In that case, you may want to replace SVM classifier with a Random Forrest classifier (http://scikit-learn.org/stable/modules/generated/sklearn.ensemble.RandomForestClassifier.html) or a Fully connect Neural network,
hi,
i got same problem for 5000 images.even i am using GPU results is same..its very slow .Problem is extracting features..

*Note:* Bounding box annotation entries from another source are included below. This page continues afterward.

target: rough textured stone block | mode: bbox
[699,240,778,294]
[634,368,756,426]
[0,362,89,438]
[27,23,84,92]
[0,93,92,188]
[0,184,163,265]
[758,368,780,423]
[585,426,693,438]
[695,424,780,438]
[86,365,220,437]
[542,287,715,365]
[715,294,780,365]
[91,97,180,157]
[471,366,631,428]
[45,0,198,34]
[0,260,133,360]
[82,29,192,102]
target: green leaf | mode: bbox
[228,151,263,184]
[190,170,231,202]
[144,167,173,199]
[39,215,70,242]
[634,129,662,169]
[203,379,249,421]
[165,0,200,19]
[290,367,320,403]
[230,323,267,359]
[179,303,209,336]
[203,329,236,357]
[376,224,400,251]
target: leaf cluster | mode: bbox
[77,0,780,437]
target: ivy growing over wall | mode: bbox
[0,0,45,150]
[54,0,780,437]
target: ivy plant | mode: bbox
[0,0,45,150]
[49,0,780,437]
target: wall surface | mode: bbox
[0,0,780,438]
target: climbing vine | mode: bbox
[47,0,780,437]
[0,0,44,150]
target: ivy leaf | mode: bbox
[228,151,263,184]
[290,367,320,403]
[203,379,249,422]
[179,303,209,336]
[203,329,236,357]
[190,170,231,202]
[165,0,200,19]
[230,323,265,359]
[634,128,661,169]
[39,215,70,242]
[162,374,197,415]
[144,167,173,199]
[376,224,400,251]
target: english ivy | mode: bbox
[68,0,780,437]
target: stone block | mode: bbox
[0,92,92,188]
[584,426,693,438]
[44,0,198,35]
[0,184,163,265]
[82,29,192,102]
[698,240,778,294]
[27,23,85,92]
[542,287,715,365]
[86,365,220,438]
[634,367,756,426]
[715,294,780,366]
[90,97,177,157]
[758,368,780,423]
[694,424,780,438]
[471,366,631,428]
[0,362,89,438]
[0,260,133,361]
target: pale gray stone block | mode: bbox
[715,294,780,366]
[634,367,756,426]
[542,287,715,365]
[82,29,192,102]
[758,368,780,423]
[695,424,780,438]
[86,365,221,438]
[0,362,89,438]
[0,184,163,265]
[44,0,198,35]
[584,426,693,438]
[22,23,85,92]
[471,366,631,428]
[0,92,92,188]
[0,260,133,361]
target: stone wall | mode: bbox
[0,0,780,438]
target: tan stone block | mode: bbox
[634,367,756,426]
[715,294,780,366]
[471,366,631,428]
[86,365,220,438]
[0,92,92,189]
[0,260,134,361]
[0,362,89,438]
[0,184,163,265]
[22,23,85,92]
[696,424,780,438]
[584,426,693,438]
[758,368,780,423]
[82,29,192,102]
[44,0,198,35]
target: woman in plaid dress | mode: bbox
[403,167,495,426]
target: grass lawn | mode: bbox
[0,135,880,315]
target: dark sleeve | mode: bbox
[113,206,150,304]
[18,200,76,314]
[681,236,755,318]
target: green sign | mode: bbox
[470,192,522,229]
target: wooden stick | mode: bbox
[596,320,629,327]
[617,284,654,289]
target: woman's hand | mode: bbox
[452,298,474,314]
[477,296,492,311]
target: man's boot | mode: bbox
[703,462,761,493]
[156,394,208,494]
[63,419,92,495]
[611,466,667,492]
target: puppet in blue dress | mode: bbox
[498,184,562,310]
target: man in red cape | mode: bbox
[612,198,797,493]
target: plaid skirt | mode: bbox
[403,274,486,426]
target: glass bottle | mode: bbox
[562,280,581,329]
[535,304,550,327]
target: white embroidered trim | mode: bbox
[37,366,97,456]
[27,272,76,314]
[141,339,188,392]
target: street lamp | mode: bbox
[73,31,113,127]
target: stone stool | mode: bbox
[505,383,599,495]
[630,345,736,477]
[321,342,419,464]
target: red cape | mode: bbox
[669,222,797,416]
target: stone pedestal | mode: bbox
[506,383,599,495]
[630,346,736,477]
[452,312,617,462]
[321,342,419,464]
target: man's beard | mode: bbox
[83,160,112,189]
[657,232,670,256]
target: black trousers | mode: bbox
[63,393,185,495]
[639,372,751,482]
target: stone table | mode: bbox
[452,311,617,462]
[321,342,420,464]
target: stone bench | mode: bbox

Hi, Can you show an example of how you set:
image_paths: array of image path
i.e., the directory structure and where to put which images. Do they have to have a specific naming convention?
hi,
extracting features from CNN model working.but its very slow my computer even i am using GPU enable Tensorflow.
name: GeForce GTX 750 Ti
major: 5 minor: 0 memoryClockRate (GHz) 1.1105
pciBusID 0000:01:00.0
Total memory: 2.00GiB
Free memory: 1.83GiB
i am training 80*100 rgb images for this.its around 5000 samples.can you suggest me to why its very slow?
Thank you
hi,
this feature extraction method not perform very well for large image set(5000)..its very slow, even i am using GPU.there are no any errors but its very slow.i am not using SVM yet but i tried to extract features and save to text file..its working but very slow. any suggestions??
a=extract_features(image)
np.savetxt(‘pos.txt’,a,delimiter=’\t’,newline=’\n’)
Thank you
Hi Lanka,
I fairly new to all this and would be grateful if you can you show me how you set up the train/test image_path array in:
extract_features(image_paotths, verbose=False)
and label structure and model_output path in:
train_svm_classifer(features, labels, model_output_path):
Thanks
it’s clearly mentioned in code comments. image_paths: array of image path
and so on.
hi david something like this i suppose
Processing images/baby_shoe_0.jpg…
Processing images/basketball_hoop_0.jpg…
Processing images/bath_spa_0.jpg…
Processing images/binocular_0.jpg…
Processing images/birdcage_0.jpg…
Processing images/birdhouse_0.jpg…
@david
https://www.kaggle.com/craigglastonbury/using-inceptionv3-features-svm-classifier/comments/code
Great article! Thanks.
Can you answer some question:
What about rotated input images?
What is resolution of train images? Can it be any size?
Very interesting Blogpost!
I’ve got a question though:
How did you use the finished SVM-Classifier in an Android app?
Great Article!
I have a question:
How can you use the finished SVM-Classifier in an Android App?